Many of the regional powerhouses with the PRO Group and NATM Buying Group started as small local operations. Nationwide members who run independent stores are the same types of people who are members of its rivals Brand Source and Mega Group, and the gone-but-not-forgotten groups, such as MARTA and Key America.

Most are family-owned privately held businesses, run for a generation or three (if they are lucky) who banded together long ago to get the same type of pricing publicly held national chains get on a regular basis.

They stick their collective necks out every day to battle retail goliaths, while paying their bills and taxes, training their staffs, meeting payrolls and —  biggest challenge — satisfying the needs of their customers.

Some people get it. One is Jeff Knock, appliances senior VP for Nationwide Marketing Group, who said to me at PrimeTime!: “Our members are our bosses. That’s how I look at it. They are out there every day opening their stores and serving their customers.”

After a five-year period where Congress, the financial community and many multinational corporations have elongated the Great Recession by either doing nothing, hoarding cash or both, I think more than a few consumers out there now realize that we need small, local independent businesses more than ever.

Local independents, entrepreneurs in the best sense, not only provide the service few national chains can, but they pay their fair share of taxes and maintain and create good-paying jobs in many communities across the country.

I dare say that more should be done, as a matter of economic policy, to support independent retailers and small businesses in particular. It has been proven over and over again that they are the lifeblood of local, state and national economies.

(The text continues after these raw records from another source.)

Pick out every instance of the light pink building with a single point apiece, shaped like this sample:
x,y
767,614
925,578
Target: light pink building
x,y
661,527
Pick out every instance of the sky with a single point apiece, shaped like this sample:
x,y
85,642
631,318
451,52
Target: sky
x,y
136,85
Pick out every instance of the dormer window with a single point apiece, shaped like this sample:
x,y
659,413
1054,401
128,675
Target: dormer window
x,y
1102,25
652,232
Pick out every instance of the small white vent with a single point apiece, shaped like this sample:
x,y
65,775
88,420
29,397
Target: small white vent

If you can’t create good-paying jobs that are relatively stable, I don’t care how wonderful OLED, Ultra HD or the newest French door refrigerators are; few people will be able to afford to buy them.

And if you’re waiting for a U.S.-founded and now multinational corporation to pay its fair share of taxes and actually create more, well-paying jobs in this country, well, I have a bridge I can sell you back here in Brooklyn.

Knock said in our talk that after a distinguished career on the major appliance vendor side, “it is my time to give back [to this industry] and share my expertise to help our independent retailers.”

That’s a sentiment I heartily agree with. Independent retailers are doing their share. But a heck of a lot more can and should be done by our elected leaders, with plenty of prodding from all of us to back small businesses of all types.